Even if you trust your decision making skills now, mental acuity and financial planning abilities often decline as we age. But if you take these steps now, you can protect your money from con artists in the future.

Simplify your investments. Right now, you might hold several IRA, 401(k) or other investment accounts. But once you reach retirement, you might find it easier to manage a single account. You might also wish to replace stocks and bonds with a mutual fund or exchange-traded fund, as these vehicles usually need less attention.

Simplify your bills. It could be difficult to keep up with multiple credit accounts as you get older. Apply for one or two credit cards with low interest rates or good cash-back rewards, and ditch the multiple store accounts.

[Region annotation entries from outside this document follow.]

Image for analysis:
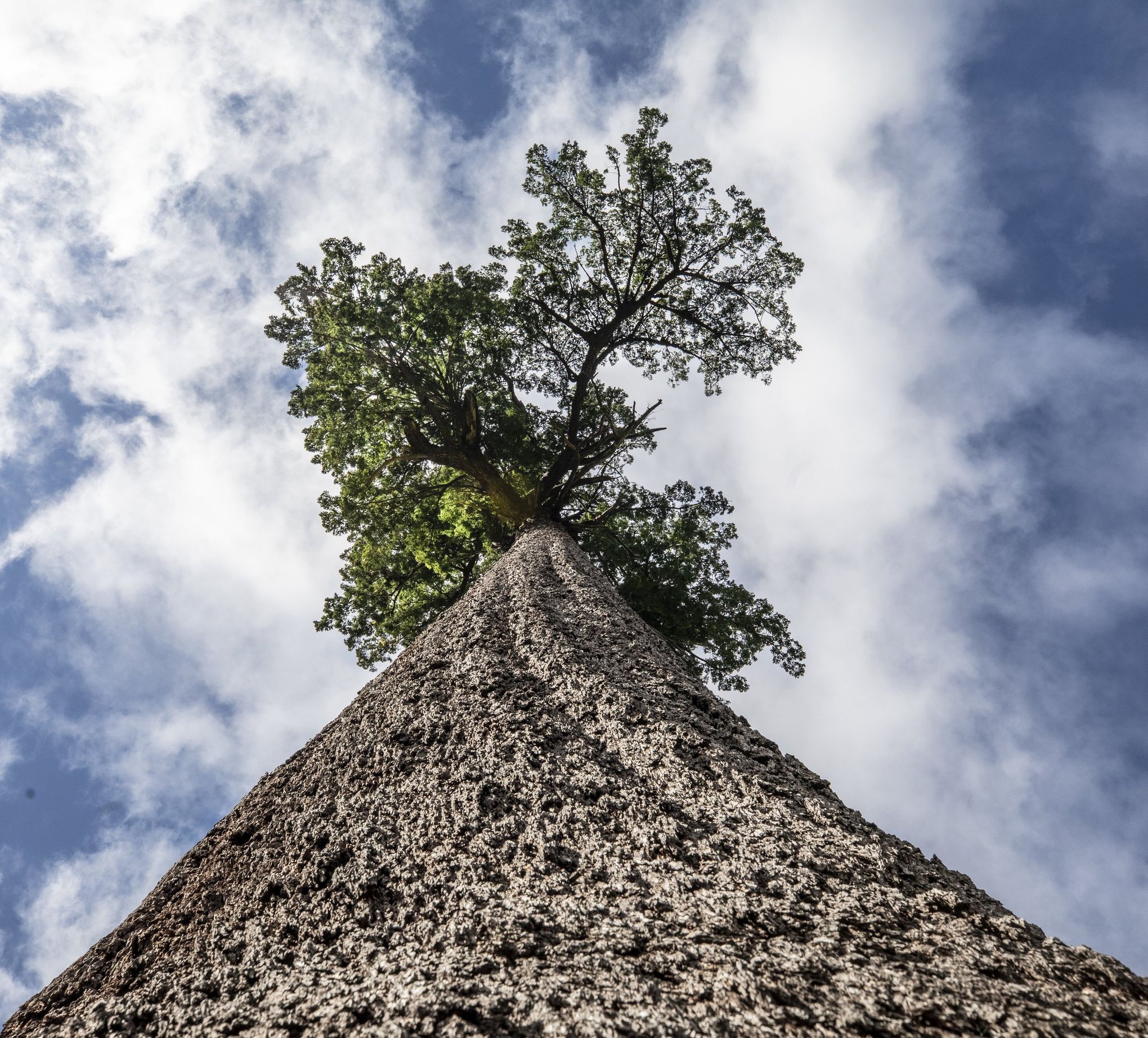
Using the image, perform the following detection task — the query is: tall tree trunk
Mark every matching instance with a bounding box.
[3,524,1148,1038]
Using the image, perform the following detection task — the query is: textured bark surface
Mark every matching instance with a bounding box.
[3,526,1148,1038]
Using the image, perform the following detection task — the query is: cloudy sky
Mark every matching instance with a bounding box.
[0,0,1148,1019]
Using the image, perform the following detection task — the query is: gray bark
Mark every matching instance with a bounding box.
[2,525,1148,1038]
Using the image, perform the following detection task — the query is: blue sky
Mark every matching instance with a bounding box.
[0,0,1148,1018]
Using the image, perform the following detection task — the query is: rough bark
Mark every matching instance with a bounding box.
[2,525,1148,1038]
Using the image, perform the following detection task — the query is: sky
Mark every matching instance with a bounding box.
[0,0,1148,1019]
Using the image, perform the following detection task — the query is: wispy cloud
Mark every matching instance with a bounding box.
[0,0,1148,1006]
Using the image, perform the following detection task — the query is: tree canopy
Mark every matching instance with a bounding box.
[266,108,805,690]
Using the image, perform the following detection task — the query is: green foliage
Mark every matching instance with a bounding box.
[267,109,804,689]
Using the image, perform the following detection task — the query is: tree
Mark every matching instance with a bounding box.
[266,108,805,690]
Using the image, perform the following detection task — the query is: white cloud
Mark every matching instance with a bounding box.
[0,737,20,782]
[0,831,181,987]
[0,0,1148,1019]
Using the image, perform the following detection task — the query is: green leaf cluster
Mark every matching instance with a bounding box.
[267,108,804,689]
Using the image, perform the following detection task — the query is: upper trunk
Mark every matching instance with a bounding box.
[3,524,1148,1038]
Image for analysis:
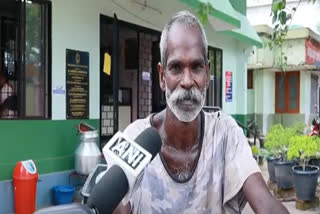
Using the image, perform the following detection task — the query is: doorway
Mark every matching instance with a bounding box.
[100,15,160,145]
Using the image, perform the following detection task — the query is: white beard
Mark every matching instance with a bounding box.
[166,84,207,122]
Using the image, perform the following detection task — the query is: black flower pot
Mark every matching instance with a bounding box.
[267,157,278,182]
[309,158,320,168]
[292,165,319,201]
[273,160,295,189]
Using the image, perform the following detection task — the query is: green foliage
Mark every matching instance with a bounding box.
[197,2,213,25]
[251,146,259,155]
[265,123,304,160]
[268,0,320,71]
[288,135,319,170]
[259,148,271,158]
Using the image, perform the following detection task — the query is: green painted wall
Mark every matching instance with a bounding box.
[0,119,99,181]
[229,0,247,16]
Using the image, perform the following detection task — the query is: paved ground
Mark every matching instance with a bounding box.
[242,161,320,214]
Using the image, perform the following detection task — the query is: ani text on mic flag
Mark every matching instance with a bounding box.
[103,52,111,76]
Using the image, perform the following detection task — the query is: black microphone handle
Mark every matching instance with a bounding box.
[87,165,129,214]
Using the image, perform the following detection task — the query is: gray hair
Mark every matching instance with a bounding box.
[160,11,208,68]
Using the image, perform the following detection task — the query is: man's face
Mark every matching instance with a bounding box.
[159,24,209,122]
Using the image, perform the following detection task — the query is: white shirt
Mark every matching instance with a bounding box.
[124,112,260,214]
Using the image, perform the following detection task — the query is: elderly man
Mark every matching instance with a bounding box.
[115,11,288,214]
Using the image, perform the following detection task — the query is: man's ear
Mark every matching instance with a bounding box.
[157,62,166,91]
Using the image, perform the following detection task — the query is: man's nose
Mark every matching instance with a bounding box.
[180,69,194,89]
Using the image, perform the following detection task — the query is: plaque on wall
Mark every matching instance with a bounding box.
[66,49,89,119]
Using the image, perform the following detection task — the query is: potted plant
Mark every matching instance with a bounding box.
[266,123,304,189]
[288,135,319,201]
[264,124,283,182]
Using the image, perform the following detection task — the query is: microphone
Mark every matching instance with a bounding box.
[87,127,162,214]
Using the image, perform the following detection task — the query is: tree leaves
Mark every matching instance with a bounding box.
[197,2,213,25]
[271,0,286,13]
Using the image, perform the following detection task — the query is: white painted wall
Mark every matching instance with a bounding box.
[52,0,246,120]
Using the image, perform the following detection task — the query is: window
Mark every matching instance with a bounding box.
[310,74,319,114]
[0,0,51,119]
[206,47,222,108]
[247,70,253,89]
[275,72,300,113]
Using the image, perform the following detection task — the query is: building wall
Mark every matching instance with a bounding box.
[0,0,249,213]
[229,0,247,15]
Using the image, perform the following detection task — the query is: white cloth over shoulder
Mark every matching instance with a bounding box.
[125,112,260,214]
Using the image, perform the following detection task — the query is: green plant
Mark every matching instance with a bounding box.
[288,135,319,171]
[265,123,304,161]
[251,146,259,156]
[258,148,272,158]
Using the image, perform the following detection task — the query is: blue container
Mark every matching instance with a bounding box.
[53,185,75,205]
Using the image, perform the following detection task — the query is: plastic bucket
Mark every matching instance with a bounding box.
[53,185,75,205]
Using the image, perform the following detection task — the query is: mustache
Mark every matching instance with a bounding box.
[169,87,204,103]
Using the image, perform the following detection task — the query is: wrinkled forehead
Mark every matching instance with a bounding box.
[167,23,204,61]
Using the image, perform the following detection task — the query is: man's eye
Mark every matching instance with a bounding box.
[170,65,181,73]
[192,64,204,73]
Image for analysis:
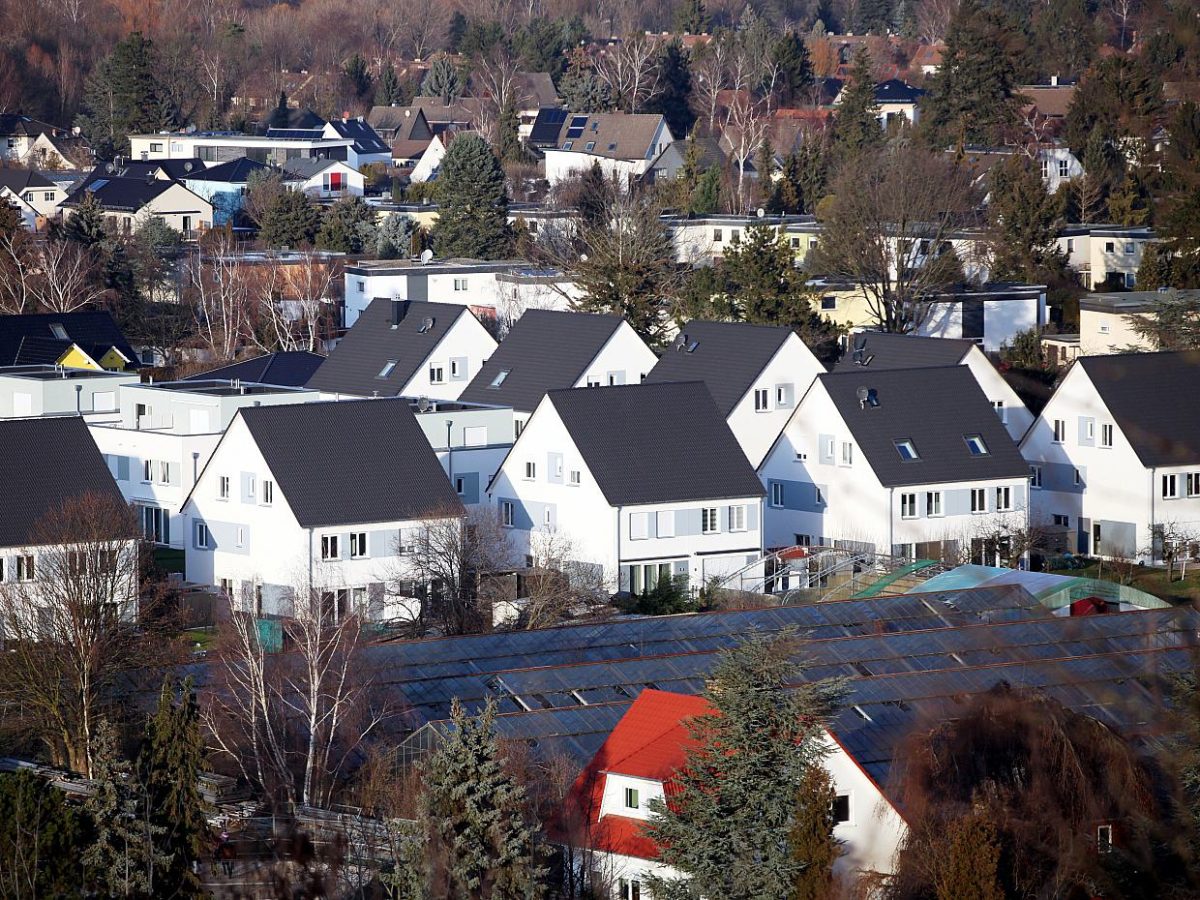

Name a backup. Appoint someone with the power to make financial decisions in your stead, so that your money is protected in the event of serious illness or dementia. It’s usually a good idea to choose a younger person, such as a highly responsible adult child, rather than your spouse who is theoretically aging at the same rate as you.

Set up alerts. Your financial institution can send email alerts to you and your backup person any time large transactions are conducted. Tell your doctor about your backup helper, so that he or she can notify this person if you develop symptoms of Alzheimer’s or dementia.

Establish a plan. Write down an investment policy statement, spelling out your goals, allocation directions, risk tolerance and other objectives. Share this plan with your backup person so that they understand your approach to finances, and can help you stay on track as you age.

Consult with your financial advisor. The best way to protect yourself from scams is to choose an investment path early in your retirement years, and stick to it. If you’re tempted to take advantage of a new, promising investment opportunity, discuss it with your financial advisor first. He or she can help you spot signs of a con artist and keep your money protected.